Frank Thelen: Der Startzeitpunkt unseres ersten Fonds war schlecht. Aber wir machen kein Markt-Timing. Wir investieren langfristig in herausragende Unternehmen und Technologien. Im ersten Halbjahr konnten wir die Stärken unserer Strategie zeigen. Da sich besonders kleine und mittlere Tech-Werte bisher kaum erholt haben, schaue ich auch sehr zuversichtlich auf die zweite Jahreshälfte. Unsere Unternehmen liefern starke Zahlen, selbst in diesem Zinsumfeld. Ich habe gelernt, dass kurzfristig die Fed Märkte stärker bewegt als gedacht und man Durchhaltevermögen braucht.


Frank Thelen und Elon Musk

Frank Thelen wird gerne mal mit Elon Musk verglichen - beide sind Pioniere in der Tech-Welt  - Thelen selbst hält diesen Vergleich jedoch für alles andere als angemessen. - Foto beigestellt © Frank Thelen


LEADERSNET: 
Wie sind Sie auf die Idee gekommen, in ein Flugtaxi-Startup wie Lilium zu investieren? Was hat Sie an dieser innovativen Transportlösung besonders gereizt? Wie sehen Sie die Zukunft der urbanen Mobilität und wie kann Lilium dazu beitragen? Welche Rolle spielen in diesem Zusammenhang Umwelt-, Sozial- und Governance-Faktoren (ESG)? Was trägt Ihr Unternehmen dazu bei?

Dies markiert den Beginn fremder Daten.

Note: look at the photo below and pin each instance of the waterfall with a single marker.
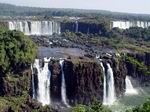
(128, 24)
(129, 87)
(111, 87)
(77, 26)
(35, 27)
(63, 85)
(33, 85)
(44, 75)
(104, 85)
(108, 85)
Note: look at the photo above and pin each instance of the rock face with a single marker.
(15, 85)
(83, 27)
(84, 82)
(134, 70)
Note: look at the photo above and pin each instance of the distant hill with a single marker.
(12, 10)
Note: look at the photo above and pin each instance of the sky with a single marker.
(129, 6)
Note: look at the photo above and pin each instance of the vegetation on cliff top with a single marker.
(140, 65)
(95, 107)
(17, 51)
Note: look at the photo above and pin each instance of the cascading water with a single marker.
(63, 85)
(44, 75)
(104, 85)
(129, 87)
(33, 85)
(77, 26)
(35, 27)
(128, 24)
(111, 87)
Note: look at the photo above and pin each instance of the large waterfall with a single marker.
(108, 85)
(33, 84)
(128, 24)
(129, 87)
(104, 85)
(63, 85)
(111, 87)
(35, 27)
(44, 75)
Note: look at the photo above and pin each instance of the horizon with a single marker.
(144, 9)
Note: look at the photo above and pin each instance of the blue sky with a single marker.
(131, 6)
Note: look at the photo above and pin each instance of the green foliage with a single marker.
(138, 33)
(95, 107)
(16, 50)
(142, 108)
(140, 65)
(79, 108)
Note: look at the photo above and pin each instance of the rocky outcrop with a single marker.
(83, 27)
(14, 85)
(136, 71)
(84, 82)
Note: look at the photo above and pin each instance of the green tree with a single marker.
(17, 51)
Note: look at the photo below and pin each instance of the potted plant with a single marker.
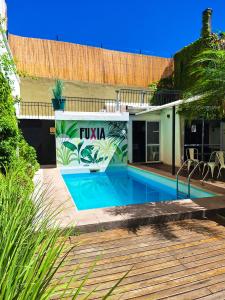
(58, 101)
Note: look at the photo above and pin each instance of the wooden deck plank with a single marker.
(186, 261)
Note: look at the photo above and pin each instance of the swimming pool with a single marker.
(123, 186)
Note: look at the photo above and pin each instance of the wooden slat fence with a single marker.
(53, 59)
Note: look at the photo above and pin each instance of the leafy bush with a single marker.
(33, 248)
(13, 147)
(58, 89)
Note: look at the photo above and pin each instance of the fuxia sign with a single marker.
(92, 133)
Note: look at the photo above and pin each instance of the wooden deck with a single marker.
(176, 260)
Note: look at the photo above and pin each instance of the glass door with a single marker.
(152, 142)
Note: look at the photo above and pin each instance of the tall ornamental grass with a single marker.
(32, 246)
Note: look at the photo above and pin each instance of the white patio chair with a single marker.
(192, 156)
(220, 155)
(211, 164)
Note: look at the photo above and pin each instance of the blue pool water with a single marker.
(123, 186)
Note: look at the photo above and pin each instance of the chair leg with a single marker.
(212, 170)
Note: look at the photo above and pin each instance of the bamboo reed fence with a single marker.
(54, 59)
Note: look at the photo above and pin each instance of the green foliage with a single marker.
(64, 130)
(33, 248)
(164, 85)
(58, 89)
(12, 145)
(206, 23)
(208, 68)
(28, 250)
(182, 78)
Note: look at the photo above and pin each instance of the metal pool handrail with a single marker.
(189, 177)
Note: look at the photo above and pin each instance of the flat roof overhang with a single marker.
(92, 116)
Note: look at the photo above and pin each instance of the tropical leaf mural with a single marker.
(65, 156)
(77, 146)
(66, 129)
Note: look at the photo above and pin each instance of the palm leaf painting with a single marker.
(65, 156)
(66, 129)
(122, 152)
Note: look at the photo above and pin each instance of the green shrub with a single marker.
(13, 147)
(33, 248)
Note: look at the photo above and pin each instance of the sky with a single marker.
(159, 28)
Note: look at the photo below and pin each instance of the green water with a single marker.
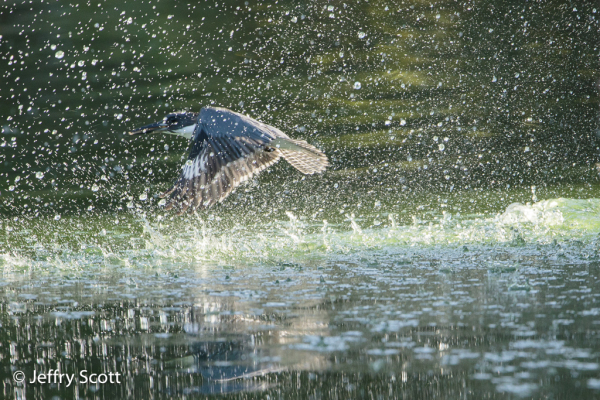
(450, 251)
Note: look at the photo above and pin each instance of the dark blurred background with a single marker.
(410, 100)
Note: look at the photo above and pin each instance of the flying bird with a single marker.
(227, 149)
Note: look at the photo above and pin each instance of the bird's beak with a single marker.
(159, 126)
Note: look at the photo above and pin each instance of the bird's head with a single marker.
(182, 124)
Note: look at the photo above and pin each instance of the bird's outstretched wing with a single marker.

Frank Thelen: Ich weiß noch genau, wie ich damals das Pitchdeck von Lilium auf einem Flug nach Berlin überflogen habe und mir dachte: Die sind doch größenwahnsinnig. Aber irgendwas an dem Gründerteam hat mich gepackt und das Pitchdeck war wirklich gut strukturiert, deshalb habe ich es an unseren CTO weitergeleitet und ihn gebeten, sich die Berechnungen anzusehen. Alex hat ein sehr breites physikalisches und elektrotechnisches Grundwissen und ich vertraue seinen Einschätzungen. Als er bestätigte, dass dieses Projekt wirklich abheben kann, mussten wir einfach investieren. Natürlich sind elektrisch betriebene Flugtaxis nicht das Allheilmittel der Mobilitätswende, aber sie können einen wichtigen Teil dazu beitragen, Emissionen einzusparen und urbane Regionen zu entlasten. Wir investieren mit Freigeist grundsätzlich nur in Unternehmen, die einen positiven Impact auf unseren Planeten haben. Bei 10xDNA haben wir uns ebenfalls dazu verpflichtet, jedes Unternehmen auch in Hinblick auf seine ESG-Kriterien zu bewerten. Wir investieren nur in Unternehmen, hinter deren Mission wir stehen und deren Werte wir mittragen.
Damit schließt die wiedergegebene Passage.